Python Parallel and Concurrent Programming

Parallel and concurrent programming are powerful tools to increase processing throughput and to write faster and efficient applications. Here we’ll summarize the main concepts of parallel and concurrent programming and show how it works in Python.

Threads and Processes
Synchronization
Asynchronous Tasks
External Libraries/Frameworks

Threads and Processes

Thread vs. Process

A process is an executing program. Processes are isolated. Each process has its own Process Control Block, Stack, and Address Space.

A thread is the unit of execution within a process. A process has at least one thread. It’s called the main thread. A process can have multiple threads. Each thread has its own stack, registers and program counters. Threads within a process share a memory address space. It’s possible to communicate between threads using that shared memory space. However, one misbehaving thread could bring down the entire process.

A thread is the basic unit to which the operating system allocates processor time. Context switching of process uses an interface in an operating system. Context switching of thread does not require calling an operating system and is more light weight.

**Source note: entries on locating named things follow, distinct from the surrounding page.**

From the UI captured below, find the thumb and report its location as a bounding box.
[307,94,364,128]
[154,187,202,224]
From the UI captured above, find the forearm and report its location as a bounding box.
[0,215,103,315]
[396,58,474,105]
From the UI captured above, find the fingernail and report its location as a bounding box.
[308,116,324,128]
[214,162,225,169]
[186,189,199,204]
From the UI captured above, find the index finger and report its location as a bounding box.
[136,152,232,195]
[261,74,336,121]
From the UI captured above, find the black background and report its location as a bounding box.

Concurrency vs. Parallelism

Concurrency is when two or more tasks can start, run, and complete in overlapping time periods. It doesn’t necessarily mean they’ll ever both be running at the same instant. For example, multitasking on a single-core machine.

Parallelism is when tasks literally run at the same time, e.g. on a multicore processor.

Python GIL

In CPython, the global interpreter lock, or GIL, is a mutex that protects access to Python objects, allowing only one thread to execute Python bytecodes. The GIL prevents race conditions and ensures thread safety. The mutex is necessary mainly because CPython’s memory managment is not thread-safe.

To make CPython programs to take full advantage of multiprocessor systems, one can:

Implement blocking or long-running operations in C/C++ outside the GIL, such as image processing, and Numpy number curncing.
Use multiprocessing module.

Non-CPython implementations:

Jyhton and IronPython have no GIL and can fully exploit multiprocessor systems.
PyPy currently has a GIL like Cpython.
in Cython the GIL exists, but can be released temporarily using a “with” statement.

IO-bound task vs. CPU-bound task

IO-bound task means its progress rate is limited by the speed of the I/O system, such as task associated with disks or networking communication. CPU-bound task means its progress rate is limited by the speed of CPU, such as computation task.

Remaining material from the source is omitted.